Here is what happens when you go to the ER in an ambulance: you get seen really fast. You don't have to wait in the waiting room for 38 years. So I found out rather quickly that my ankle was not broken but rather sprained. And I couldn't help but wonder if I had had enough presence of mind to tell the people on the street NOT to call an ambulance, could I have just taken myself home and iced the thing? Could I have gotten up and walked on my ankle if I'd tried? And would that have been better?

The truth of the matter is, I don't think I could have gotten up and walked right then. My ankle really was all swoll up. But I don't think I got the best care at the ER (shocking). I ended up in a half cast and walking on crutches. The crutches caused me the most excruciating pain I've ever had to endure in my life. That's sounds totally wimpy, but it was just plain excruciating. My arms, my "good" leg, they were miserable. Miserable. I seriously broke down crying on the bus the next day when I for some loony reason decided it was a good idea for me to go to work.

And then a week later... I went to this orthopedist and he put me in the most miraculous air brace that has enabled me to just walk around and be a person again.
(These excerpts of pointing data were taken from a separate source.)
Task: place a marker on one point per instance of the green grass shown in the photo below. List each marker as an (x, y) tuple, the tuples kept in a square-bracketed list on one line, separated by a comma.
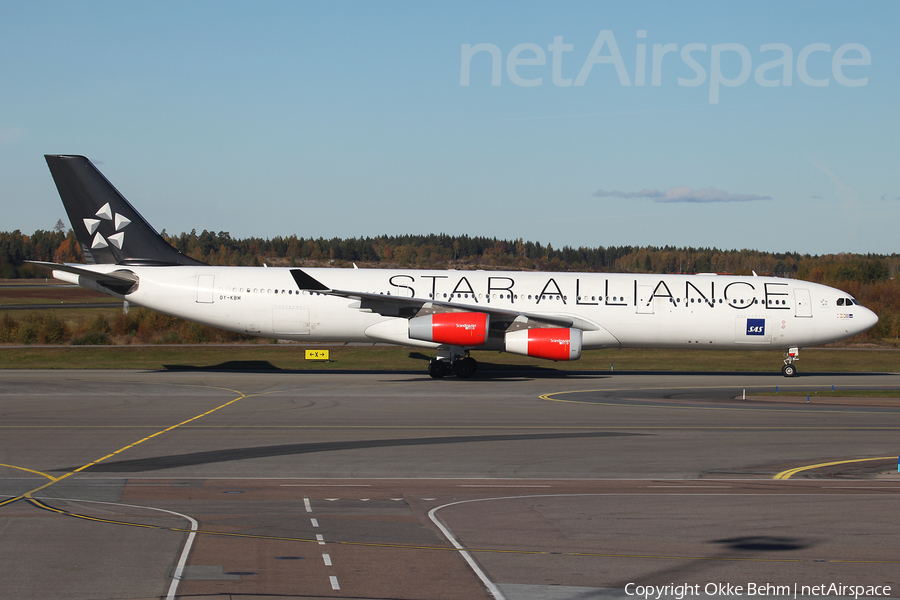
[(291, 356)]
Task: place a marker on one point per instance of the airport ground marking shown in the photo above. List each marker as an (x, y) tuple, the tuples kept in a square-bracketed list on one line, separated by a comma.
[(550, 398), (186, 550), (790, 472), (27, 495), (39, 503), (50, 477)]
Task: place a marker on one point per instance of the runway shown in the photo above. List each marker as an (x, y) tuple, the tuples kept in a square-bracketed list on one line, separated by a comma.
[(128, 484)]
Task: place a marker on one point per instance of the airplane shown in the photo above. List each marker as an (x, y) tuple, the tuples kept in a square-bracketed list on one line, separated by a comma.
[(548, 315)]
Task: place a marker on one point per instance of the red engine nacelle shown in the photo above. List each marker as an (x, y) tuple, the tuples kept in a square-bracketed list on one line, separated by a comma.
[(552, 344), (457, 329)]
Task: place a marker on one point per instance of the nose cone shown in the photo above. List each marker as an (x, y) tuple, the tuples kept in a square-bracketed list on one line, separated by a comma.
[(864, 319)]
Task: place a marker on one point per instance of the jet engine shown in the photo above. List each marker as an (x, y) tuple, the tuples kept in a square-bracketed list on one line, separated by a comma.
[(457, 329), (549, 343)]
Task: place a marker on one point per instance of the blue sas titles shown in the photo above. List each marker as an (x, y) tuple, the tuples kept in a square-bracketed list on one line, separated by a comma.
[(756, 327)]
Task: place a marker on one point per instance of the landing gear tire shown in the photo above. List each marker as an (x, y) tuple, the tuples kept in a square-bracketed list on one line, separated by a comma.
[(437, 369), (465, 368)]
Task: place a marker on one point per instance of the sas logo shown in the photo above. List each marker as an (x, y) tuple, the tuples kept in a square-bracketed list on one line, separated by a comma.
[(756, 327)]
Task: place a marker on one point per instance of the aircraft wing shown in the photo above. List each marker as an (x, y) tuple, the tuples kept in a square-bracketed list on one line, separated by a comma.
[(400, 306)]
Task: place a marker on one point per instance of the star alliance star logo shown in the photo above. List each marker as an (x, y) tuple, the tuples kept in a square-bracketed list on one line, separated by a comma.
[(117, 239)]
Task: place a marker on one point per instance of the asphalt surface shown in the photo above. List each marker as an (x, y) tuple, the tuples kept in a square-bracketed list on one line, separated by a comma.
[(310, 485)]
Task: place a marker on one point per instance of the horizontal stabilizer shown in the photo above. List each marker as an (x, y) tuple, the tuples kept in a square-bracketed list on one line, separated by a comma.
[(306, 282), (119, 282)]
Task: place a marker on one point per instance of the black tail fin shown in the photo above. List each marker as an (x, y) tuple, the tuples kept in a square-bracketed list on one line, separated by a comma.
[(108, 228)]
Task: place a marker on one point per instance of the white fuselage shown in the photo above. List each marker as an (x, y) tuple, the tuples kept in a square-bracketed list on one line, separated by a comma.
[(613, 310)]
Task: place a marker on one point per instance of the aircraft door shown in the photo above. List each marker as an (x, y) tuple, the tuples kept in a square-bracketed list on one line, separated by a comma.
[(205, 288), (290, 320), (645, 300), (802, 303)]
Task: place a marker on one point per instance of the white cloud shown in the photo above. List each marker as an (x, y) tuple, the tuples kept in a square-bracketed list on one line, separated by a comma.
[(684, 194)]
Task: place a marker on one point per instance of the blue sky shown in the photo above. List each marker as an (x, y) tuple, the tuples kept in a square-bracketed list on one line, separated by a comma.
[(346, 119)]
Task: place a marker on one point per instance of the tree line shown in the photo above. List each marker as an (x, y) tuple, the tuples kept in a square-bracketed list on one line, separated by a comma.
[(462, 252), (871, 278)]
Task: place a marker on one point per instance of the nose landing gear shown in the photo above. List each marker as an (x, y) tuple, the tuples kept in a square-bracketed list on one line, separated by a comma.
[(792, 354)]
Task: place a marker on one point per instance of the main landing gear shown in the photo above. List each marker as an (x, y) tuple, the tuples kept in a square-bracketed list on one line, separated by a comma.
[(792, 354), (461, 366)]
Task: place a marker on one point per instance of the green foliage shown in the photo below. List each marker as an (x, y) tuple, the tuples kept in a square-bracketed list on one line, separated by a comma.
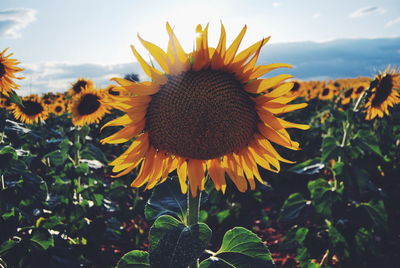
[(240, 248), (134, 259), (175, 245)]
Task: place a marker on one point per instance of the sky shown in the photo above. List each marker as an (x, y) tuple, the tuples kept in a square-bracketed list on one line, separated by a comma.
[(58, 41)]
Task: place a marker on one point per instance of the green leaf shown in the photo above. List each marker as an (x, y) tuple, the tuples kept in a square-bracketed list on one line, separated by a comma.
[(175, 245), (376, 211), (293, 207), (43, 238), (325, 194), (7, 154), (311, 166), (134, 259), (57, 158), (167, 199), (240, 248)]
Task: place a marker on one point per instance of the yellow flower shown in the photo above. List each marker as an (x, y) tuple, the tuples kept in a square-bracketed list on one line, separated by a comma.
[(207, 110), (347, 96), (384, 94), (77, 87), (87, 107), (58, 107), (31, 111), (8, 68)]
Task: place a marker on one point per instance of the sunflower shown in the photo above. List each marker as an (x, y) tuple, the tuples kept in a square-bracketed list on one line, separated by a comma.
[(327, 92), (5, 102), (31, 111), (58, 107), (8, 68), (359, 88), (347, 96), (208, 110), (87, 107), (78, 85), (384, 94)]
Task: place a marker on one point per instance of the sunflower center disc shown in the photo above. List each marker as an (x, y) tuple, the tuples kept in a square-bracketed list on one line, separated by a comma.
[(77, 87), (201, 115), (2, 70), (89, 104), (383, 91), (31, 107)]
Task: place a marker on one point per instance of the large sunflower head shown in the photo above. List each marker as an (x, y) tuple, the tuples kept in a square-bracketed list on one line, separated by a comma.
[(384, 93), (79, 85), (87, 107), (31, 110), (58, 107), (8, 69), (207, 110)]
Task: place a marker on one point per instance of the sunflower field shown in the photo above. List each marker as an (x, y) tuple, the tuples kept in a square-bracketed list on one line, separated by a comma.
[(214, 161)]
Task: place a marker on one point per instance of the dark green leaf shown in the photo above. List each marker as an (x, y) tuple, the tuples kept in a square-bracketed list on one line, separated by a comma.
[(167, 199), (134, 259), (240, 248), (325, 194), (175, 245), (43, 238), (293, 207)]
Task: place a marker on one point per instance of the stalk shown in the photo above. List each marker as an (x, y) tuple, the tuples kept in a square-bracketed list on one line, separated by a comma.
[(193, 216), (349, 124)]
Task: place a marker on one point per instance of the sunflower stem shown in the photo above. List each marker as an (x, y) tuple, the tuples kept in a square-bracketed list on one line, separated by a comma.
[(349, 124), (193, 216)]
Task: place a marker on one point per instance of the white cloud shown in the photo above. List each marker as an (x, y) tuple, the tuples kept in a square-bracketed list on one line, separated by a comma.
[(316, 15), (365, 11), (393, 22), (13, 20), (58, 76)]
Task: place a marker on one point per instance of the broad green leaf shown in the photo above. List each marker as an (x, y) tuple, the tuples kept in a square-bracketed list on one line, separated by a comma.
[(134, 259), (57, 158), (240, 248), (43, 238), (293, 207), (311, 166), (175, 245), (325, 194)]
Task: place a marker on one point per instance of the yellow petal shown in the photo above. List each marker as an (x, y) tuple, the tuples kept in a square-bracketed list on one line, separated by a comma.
[(261, 85)]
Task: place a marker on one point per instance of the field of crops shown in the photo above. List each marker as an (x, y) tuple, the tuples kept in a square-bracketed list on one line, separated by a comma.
[(325, 196)]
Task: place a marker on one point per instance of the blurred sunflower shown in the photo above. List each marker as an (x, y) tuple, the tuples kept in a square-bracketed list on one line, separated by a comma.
[(208, 110), (359, 88), (327, 92), (347, 96), (5, 102), (87, 107), (58, 108), (384, 94), (79, 85), (8, 68), (31, 111)]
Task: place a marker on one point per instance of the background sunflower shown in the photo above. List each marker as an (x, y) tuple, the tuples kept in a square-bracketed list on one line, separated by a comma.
[(87, 107), (31, 110), (8, 69)]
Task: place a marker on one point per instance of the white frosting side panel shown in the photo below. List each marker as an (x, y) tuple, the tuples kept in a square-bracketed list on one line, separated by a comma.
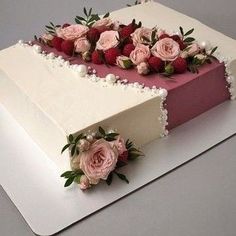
[(52, 101)]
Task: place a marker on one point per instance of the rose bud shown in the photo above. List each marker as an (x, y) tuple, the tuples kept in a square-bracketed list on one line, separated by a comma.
[(124, 62), (84, 182)]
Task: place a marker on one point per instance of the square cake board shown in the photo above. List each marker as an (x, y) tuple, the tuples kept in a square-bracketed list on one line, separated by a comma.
[(32, 181)]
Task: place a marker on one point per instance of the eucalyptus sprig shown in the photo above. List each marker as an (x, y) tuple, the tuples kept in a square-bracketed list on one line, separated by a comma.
[(51, 28), (133, 152), (185, 36), (72, 144), (72, 176), (111, 136), (89, 18)]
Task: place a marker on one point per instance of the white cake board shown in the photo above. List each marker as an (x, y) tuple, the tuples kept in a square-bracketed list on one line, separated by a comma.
[(32, 182)]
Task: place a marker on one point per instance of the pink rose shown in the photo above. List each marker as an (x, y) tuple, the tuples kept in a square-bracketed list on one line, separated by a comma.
[(84, 182), (103, 24), (108, 39), (98, 161), (123, 62), (141, 53), (143, 68), (116, 25), (193, 49), (140, 35), (82, 45), (167, 49), (73, 32), (47, 37), (120, 145)]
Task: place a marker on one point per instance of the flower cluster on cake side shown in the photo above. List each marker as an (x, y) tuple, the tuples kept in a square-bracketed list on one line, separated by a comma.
[(101, 40), (96, 156)]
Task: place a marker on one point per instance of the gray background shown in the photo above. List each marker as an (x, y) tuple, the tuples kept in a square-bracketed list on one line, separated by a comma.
[(197, 199)]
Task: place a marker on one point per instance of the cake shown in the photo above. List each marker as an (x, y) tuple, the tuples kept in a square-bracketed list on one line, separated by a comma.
[(53, 95)]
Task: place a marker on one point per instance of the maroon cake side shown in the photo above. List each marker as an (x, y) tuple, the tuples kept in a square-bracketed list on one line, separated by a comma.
[(189, 95)]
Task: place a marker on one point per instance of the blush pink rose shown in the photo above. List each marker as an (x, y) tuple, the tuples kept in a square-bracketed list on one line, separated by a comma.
[(141, 53), (82, 45), (108, 39), (73, 32), (103, 24), (167, 49), (120, 145), (193, 49), (140, 35), (98, 162), (47, 37)]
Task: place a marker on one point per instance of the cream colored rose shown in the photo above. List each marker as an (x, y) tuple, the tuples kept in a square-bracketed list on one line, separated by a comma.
[(98, 162), (167, 49), (73, 32), (108, 39), (141, 53)]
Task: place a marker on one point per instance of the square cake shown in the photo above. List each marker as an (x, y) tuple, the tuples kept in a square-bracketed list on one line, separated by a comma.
[(53, 94)]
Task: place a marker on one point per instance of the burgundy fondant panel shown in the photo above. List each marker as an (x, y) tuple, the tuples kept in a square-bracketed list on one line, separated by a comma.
[(189, 94), (197, 96)]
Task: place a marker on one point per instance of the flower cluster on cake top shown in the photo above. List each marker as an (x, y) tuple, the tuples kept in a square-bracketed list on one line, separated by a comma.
[(96, 156), (150, 50)]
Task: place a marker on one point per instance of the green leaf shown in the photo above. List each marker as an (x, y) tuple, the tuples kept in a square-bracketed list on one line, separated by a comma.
[(113, 135), (106, 15), (189, 32), (49, 27), (90, 11), (85, 11), (95, 17), (66, 174), (189, 40), (122, 177), (101, 131), (71, 138), (181, 30), (77, 179), (65, 147), (80, 18), (73, 149), (109, 179), (80, 136), (69, 181), (78, 21)]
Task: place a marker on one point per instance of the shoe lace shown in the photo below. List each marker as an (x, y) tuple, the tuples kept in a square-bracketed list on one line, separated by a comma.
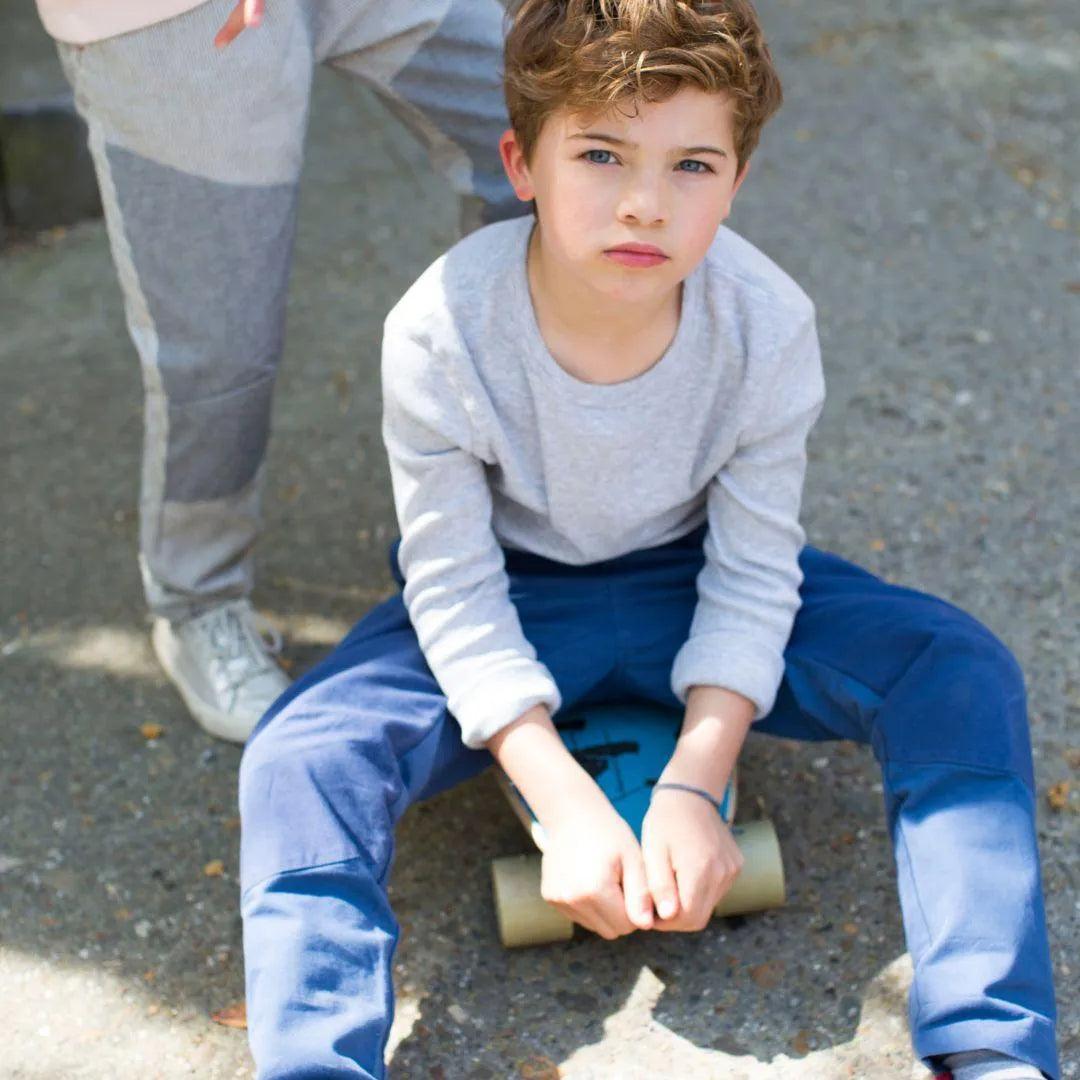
[(241, 643)]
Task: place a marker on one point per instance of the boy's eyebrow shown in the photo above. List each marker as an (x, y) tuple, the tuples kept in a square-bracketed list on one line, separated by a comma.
[(601, 137)]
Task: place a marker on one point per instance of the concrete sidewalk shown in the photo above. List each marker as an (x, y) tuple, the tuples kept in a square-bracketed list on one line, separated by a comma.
[(922, 183)]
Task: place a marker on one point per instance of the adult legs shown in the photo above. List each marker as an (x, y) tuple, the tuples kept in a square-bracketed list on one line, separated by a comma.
[(198, 153), (436, 65)]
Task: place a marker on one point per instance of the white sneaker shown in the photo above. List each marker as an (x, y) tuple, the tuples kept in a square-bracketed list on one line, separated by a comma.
[(223, 664)]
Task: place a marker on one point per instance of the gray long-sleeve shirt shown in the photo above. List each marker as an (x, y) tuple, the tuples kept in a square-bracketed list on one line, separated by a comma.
[(493, 443)]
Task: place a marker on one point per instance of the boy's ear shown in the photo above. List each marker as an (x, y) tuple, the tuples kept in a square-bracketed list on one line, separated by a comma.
[(740, 177), (513, 162)]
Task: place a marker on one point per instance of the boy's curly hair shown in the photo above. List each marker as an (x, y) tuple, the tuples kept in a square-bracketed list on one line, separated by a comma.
[(594, 55)]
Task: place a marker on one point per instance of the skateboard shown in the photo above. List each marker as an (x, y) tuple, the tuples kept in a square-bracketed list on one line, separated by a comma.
[(624, 748)]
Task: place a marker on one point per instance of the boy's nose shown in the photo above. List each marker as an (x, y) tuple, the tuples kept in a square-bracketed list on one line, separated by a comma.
[(643, 204)]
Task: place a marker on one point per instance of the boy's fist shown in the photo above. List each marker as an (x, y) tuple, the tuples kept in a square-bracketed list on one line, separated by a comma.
[(594, 874), (690, 859)]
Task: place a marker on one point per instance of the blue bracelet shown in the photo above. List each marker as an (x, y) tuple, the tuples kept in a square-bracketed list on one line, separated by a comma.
[(693, 791)]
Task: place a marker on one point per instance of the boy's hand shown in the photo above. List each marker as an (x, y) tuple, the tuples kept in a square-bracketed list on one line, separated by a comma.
[(593, 872), (690, 859), (247, 13)]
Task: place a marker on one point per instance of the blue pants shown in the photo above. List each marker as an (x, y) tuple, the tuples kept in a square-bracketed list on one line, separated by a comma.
[(338, 759)]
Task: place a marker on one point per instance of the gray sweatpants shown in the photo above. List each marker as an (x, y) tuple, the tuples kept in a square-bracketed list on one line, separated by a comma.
[(198, 156)]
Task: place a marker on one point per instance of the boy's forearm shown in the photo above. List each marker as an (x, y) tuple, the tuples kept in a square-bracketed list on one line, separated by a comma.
[(535, 757), (713, 732)]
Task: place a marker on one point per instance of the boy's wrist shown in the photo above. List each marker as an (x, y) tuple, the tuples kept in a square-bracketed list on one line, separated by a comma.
[(712, 736), (531, 753)]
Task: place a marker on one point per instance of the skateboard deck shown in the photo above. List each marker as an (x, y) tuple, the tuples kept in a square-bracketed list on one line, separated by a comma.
[(624, 748)]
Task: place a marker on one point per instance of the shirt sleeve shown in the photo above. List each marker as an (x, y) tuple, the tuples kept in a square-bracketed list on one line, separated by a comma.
[(748, 586), (456, 586)]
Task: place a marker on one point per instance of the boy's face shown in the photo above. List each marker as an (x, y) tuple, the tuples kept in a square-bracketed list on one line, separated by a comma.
[(660, 183)]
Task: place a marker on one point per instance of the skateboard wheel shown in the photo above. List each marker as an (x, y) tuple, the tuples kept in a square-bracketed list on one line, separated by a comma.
[(760, 885), (524, 916)]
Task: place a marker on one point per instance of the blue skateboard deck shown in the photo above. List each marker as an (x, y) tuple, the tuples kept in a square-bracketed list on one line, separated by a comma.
[(624, 748)]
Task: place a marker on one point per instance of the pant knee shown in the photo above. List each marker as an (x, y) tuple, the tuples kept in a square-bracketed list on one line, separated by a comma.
[(966, 703), (310, 796)]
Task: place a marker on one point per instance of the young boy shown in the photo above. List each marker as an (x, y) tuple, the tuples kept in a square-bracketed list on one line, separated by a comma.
[(596, 426)]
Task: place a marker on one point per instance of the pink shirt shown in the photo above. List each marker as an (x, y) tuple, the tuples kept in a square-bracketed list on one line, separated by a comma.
[(81, 22)]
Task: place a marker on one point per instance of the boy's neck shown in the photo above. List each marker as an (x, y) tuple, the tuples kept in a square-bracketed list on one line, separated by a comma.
[(608, 340)]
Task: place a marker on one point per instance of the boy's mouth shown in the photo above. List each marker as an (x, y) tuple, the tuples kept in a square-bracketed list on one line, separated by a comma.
[(636, 255)]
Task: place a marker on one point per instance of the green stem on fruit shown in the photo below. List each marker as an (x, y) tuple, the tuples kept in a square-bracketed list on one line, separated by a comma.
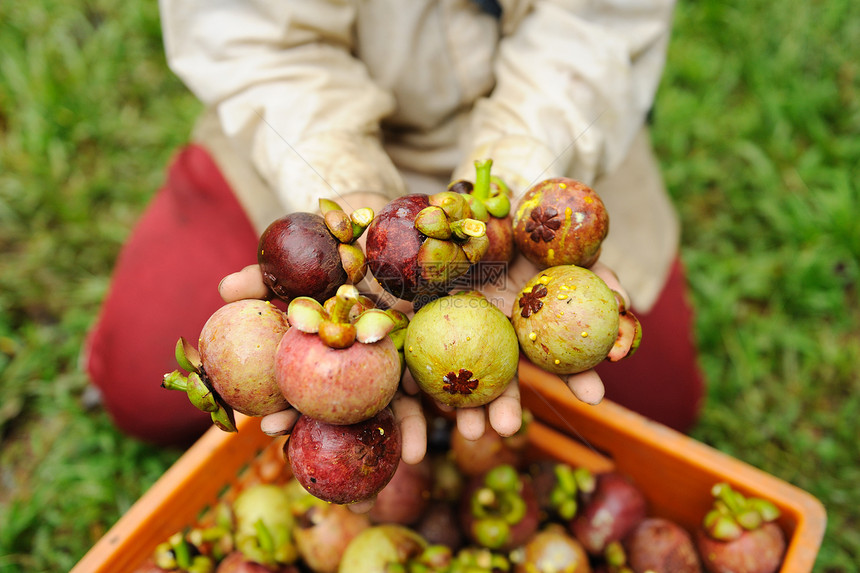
[(327, 205), (224, 419), (187, 356), (200, 394), (615, 554), (175, 380), (345, 299), (181, 551), (468, 228), (481, 189), (361, 220), (264, 537)]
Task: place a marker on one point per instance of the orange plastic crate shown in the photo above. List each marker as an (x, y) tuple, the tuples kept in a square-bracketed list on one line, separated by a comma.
[(675, 472)]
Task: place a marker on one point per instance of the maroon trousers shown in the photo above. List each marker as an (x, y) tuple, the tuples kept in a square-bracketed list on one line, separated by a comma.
[(195, 232)]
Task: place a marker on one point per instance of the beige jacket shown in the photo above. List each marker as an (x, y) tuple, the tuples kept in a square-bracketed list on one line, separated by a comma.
[(313, 98)]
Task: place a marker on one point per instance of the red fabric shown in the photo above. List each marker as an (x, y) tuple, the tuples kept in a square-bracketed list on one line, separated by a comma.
[(662, 379), (195, 232), (164, 286)]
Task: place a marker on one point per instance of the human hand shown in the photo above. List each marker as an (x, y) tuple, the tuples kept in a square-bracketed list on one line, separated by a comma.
[(586, 386)]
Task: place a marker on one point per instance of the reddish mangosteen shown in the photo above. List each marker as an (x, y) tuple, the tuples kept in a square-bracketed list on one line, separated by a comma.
[(418, 244), (659, 544), (461, 350), (498, 510), (336, 368), (489, 200), (740, 534), (568, 320), (549, 551), (305, 254), (560, 221), (322, 530), (345, 464), (608, 513), (234, 368)]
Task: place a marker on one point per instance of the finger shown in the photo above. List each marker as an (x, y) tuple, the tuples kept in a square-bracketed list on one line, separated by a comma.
[(587, 386), (506, 412), (408, 383), (362, 506), (279, 423), (413, 428), (611, 280), (471, 422), (247, 283)]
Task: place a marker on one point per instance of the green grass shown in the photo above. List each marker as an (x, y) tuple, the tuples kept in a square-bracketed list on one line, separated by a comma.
[(757, 125)]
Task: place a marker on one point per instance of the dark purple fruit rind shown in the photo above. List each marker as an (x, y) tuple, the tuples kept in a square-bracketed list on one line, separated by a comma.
[(298, 256)]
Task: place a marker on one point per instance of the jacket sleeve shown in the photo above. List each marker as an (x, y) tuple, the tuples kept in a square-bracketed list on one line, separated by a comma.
[(287, 91), (574, 82)]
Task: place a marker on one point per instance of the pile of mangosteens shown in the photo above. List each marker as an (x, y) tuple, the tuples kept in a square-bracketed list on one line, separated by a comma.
[(336, 356), (467, 513)]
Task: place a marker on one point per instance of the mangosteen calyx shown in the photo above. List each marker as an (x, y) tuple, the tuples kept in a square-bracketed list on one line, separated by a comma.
[(198, 387), (337, 325), (733, 513)]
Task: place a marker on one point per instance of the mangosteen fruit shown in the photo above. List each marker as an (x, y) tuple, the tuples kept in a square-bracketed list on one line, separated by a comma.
[(489, 199), (391, 547), (660, 544), (177, 553), (567, 320), (560, 221), (345, 464), (322, 530), (236, 562), (461, 350), (551, 550), (418, 244), (264, 525), (608, 513), (306, 254), (233, 367), (740, 534), (558, 488), (498, 510), (336, 368)]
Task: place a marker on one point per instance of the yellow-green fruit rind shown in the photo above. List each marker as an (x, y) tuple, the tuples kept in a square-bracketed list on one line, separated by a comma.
[(461, 350), (571, 327)]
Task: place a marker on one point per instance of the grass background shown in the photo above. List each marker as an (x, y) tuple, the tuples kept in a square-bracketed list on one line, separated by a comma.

That week of being on crutches was not me being a person. I just wish I'd been able to go to the orthopedist in the first place. I think I could have been walking in an air brace long ago (indeed the air brace instructions say it should be used as the first treatment). And all of that ambulance and crutches beeswax would never have happened. But hey, it's a good story. And my arms are exceeding buff now.

I guess we'll know if the story and the arms are worth it when I get my insurance statement. Yikes!